Processing Animal adoption papers with Amazon Textract
Amazon Textract is a newly GA OCR (Optical character recognition) service that was originally announced at re:Invent late 2018. The basic functionality available currently are the extraction of text in three of the following categories.
- Raw text
- Forms
- Tables
If you want to play around with the service before we deep dive into it, I recommend checking out the demo.
Overview
Textract in itself isn't anything unique, and its real value lies in it sitting in AWS where we can harness some of the surrounding services to make it a more useful service.
The problem I wanted to solve related to the non for profit my partner Yhana started; WA Animals, and one of the problems she faced regularly which was never having enough time to go through the endless emails and process animal adoption paperwork.
Initial testing found that Textract was more then capable of extracting the table field from our adoption form template, so I felt confident that I was going to be able to achieve a working solution by the end of this.
Architecture
The proposed design for the form processor will be entirely Serverless and an overview of what it looks like can be seen below.
The process flow:
- New Email comes into the inbox of WA Animals
- Email rule places it into an Adoption email S3 bucket
- Event fires an Attachment processing Lambda which strips out the attachment (converting it to a Textract friendly format if required) and places it into an Adoption forms S3 bucket
- Emails are removed from the bucket after processing
- Event fires the Textract processing Lambda which pulls out table data from the form
- Table data is put into a DynamoDB instance
Implementation
A couple prerequisites that need to be fulfilled before we're able to trigger on Email rules.
SES Domain Verification
In order to trigger on incoming emails you'll need to have a domain setup in SES along with an email address to receive incoming mail for.
Having a Domain Identity setup should happen if you have email setup going to a domain hosted on AWS WorkMail.
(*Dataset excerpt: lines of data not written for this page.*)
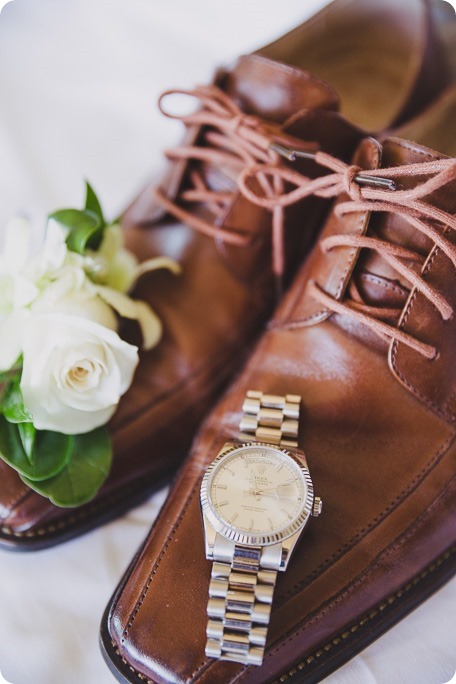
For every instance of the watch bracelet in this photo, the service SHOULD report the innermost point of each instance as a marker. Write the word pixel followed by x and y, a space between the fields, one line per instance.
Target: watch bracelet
pixel 271 418
pixel 239 607
pixel 241 591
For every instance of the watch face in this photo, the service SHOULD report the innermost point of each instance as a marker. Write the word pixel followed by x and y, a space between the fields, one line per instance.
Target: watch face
pixel 257 494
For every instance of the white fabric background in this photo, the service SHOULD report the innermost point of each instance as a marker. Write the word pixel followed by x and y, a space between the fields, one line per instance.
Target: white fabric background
pixel 78 85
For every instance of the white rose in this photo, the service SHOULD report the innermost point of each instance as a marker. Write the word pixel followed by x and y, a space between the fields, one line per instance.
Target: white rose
pixel 74 372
For more specific setups consult the Amazon SES documentation.
Project Setup
Code for this project is available at t04glovern/aws-textract-adoption-forms. I will go over the setup process I followed when developing it; however if you just want to get started, pull the repo down using the following.
git clone https://github.com/t04glovern/aws-textract-adoption-forms.git
If you are going to setup a Serverless application yourself from scratch, run the following.
## Project Setup
mkdir form-process
cd form-process
npm install -g serverless
serverless create --template aws-python3 --name form-process
Boto3 Requirements [Workaround]
Currently the boto3 client deployed to Lambda (as of the 1st of June 2019) doesn't include Textract. We'll need to force an update on the client using python requirements
serverless plugin install -n serverless-python-requirements
npm install
Create a requirements.txt
file in the form-process
folder and add the following to it
boto3>=1.9.111
Finally, open the serverless.yml file and confirm the following lines are present
plugins:
- serverless-python-requirements
custom:
pythonRequirements:
dockerizePip: non-linux
noDeploy: []
noDeploy
tells the serverless-python-requirements
plugin to include boto3 and not omit it. More information can be found here.
Serverless.yml
There's a couple small things I should mention about the configuration of the serverless.yml
for the project that might not make sense if you are just looking at the code.
ReceiptRule
Currently the official use of SES Resource types in Serverless framework isn't properly supported. What I found was that the order of deployment for resources wouldn't be correctly processed. This led to Bucket Does not exit errors when trying to reference a bucket in the AWS::SES::ReceiptRule resource.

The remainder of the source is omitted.